Real-space and real-time dynamics of CRISPR-Cas9 visualized by ...(三)
DNA release after cleavage
Our HS-AFM movies revealed that most of the Cas9–RNA molecules remain bound to the PAM-distal region (the non-PAM side) of the cleaved DNA after the release of the PAM-containing region (the PAM side) (104.50 s; Fig. 3a, d, Supplementary Fig. 6a, b, Supplementary Movie 5). The dwell time of the low-height state before the DNA release ranged widely from 0.4 to 29.2 s, whereas previous biochemical experiments showed that Cas9–RNA remains tightly bound to the DNA even after cleavage11,26. This discrepancy suggests that the physical contacts with the AFM probe facilitate the dissociation of Cas9–RNA from the DNA after cleavage. We observed some Cas9–RNA molecules that remained bound to the PAM side of the cleaved DNA after the release of the non-PAM side (Fig. 3d). Although this would require the unwinding of the RNA–DNA heteroduplex, it is unclear how the non-PAM side is released from the complex, due to the limited resolution of the HS-AFM imaging. The release of the non-PAM side was not observed in a previous DNA-curtain assay11, and this discrepancy may also be derived from the effects of the contacts with the AFM probe. The HS-AFM movies showed that the released DNAs on the PAM side are apparently longer by ~ 2.7 nm (n = 14), as compared with those before the release (Supplementary Fig. 6b, c). Given that the 8-bp PAM DNA duplex (0.34 nm/bp × 8 bp = 2.7 nm) is accommodated between the REC1 and PI domains in the crystal structure14 (Supplementary Fig. 6d), this apparent extension of the PAM-side DNA is likely due to the release of the PAM-containing region, which is bound inside the Cas9–RNA molecule before the release.
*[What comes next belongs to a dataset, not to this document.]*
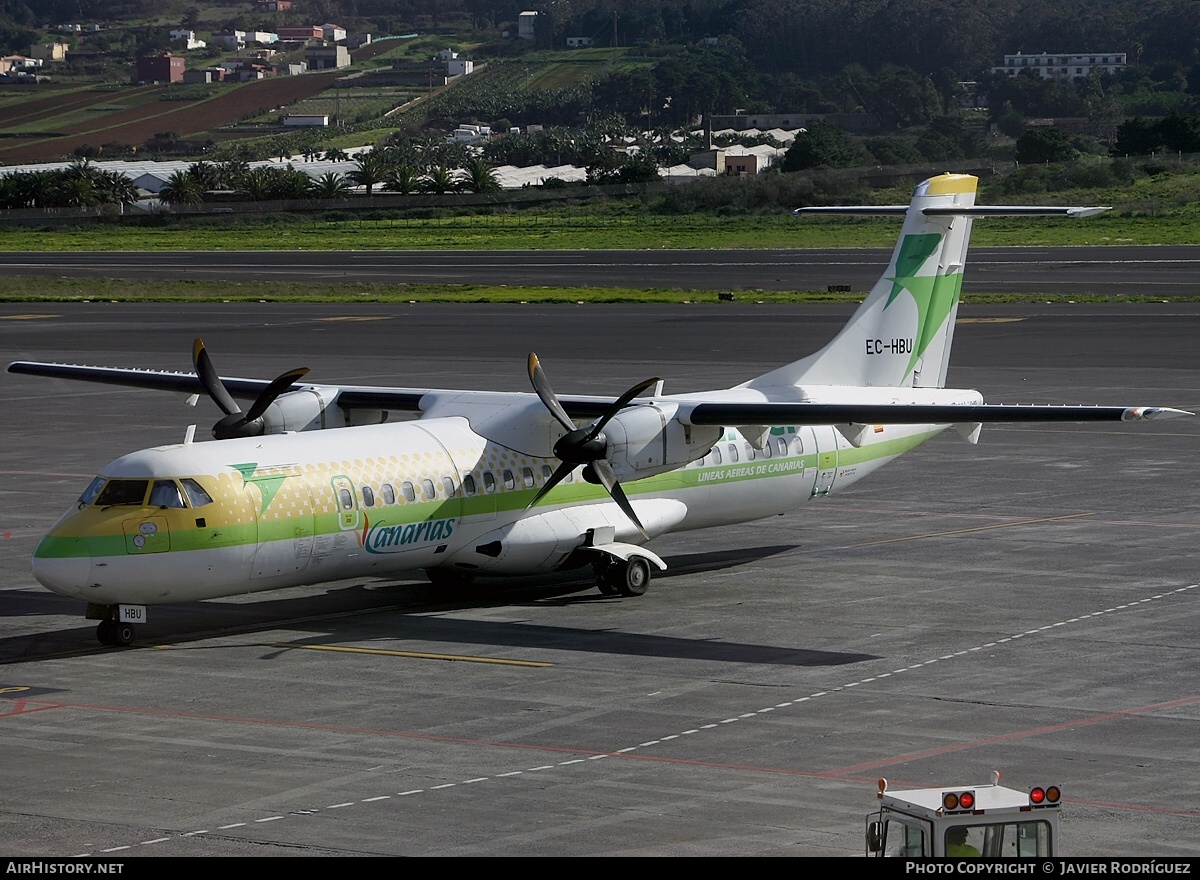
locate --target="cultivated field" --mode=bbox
[0,71,346,164]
Target DNA search by Cas9–RNA
Previous DNA-curtain assays11 and single-particle tracking analyses27 suggested that Cas9–RNA interrogates the target sites via three-dimensional diffusion in vitro and in mammalian cells, respectively. Using HS-AFM, we sought to visualize the target interrogation by the Cas9–RNA complex. However, we failed to observe the movement of Cas9–RNA along the DNA, since the strong interactions between Cas9–RNA and the AP-mica surface suppress the free diffusion of the complexes. In contrast, Cas9–RNA can diffuse more freely on a mica-supported lipid bilayer, thus allowing the HS-AFM observations of the Cas9–RNA movement along the DNA. We adsorbed the 600-bp dsDNA containing a 20-nt target site with the TGG PAM on the mica-supported lipid bilayer, and then added apo-Cas9 or the pre-assembled Cas9–RNA complex (Fig. 5a, b). The HS-AFM movies revealed that multiple apo-Cas9 molecules bind and slide along the DNA (Fig. 5a, Supplementary Movie 6). An analysis of the HS-AFM movies confirmed that apo-Cas9 binds to the DNA in a non-specific manner (Fig. 5c, Supplementary Fig. 7a), consistent with the DNA-curtain study11. A time course analysis of the DNA-bound Cas9 positions confirmed that apo-Cas9 slides along the DNA (Fig. 5d). In contrast, the HS-AFM movies revealed that the Cas9–RNA complexes do not slide along the DNA, and rapidly bind to the target site in a specific manner (Fig. 5b, Supplementary Movie 7). An analysis of the HS-AFM images confirmed the specific binding of Cas9–RNA to the target site (Fig. 5c, d, Supplementary Fig. 7b).
Intriguingly, we observed short-lived bright spots (less than 3 ms) on the DNA (Fig. 6a, Supplementary Movie 8). These spots on the DNA were only observed in the presence of the Cas9–RNA complex, but not in its absence (Fig. 6b–d), suggesting that the observed short-lived spots represent the transient binding of Cas9–RNA to non-target sites. The lifetime of the non-target binding was estimated to be ~1 ms (Fig. 6e). Given that this lifetime is much shorter than the reported value (~3.3 s) from the DNA-curtain study11, it is possible that the dissociation of the Cas9–RNA complex was facilitated by the contacts with the AFM probe. On the basis of these HS-AFM data, we conclude that Cas9–RNA searches for the target sites by three-dimensional diffusion, rather than one-dimensional sliding, consistent with the DNA-curtain study11.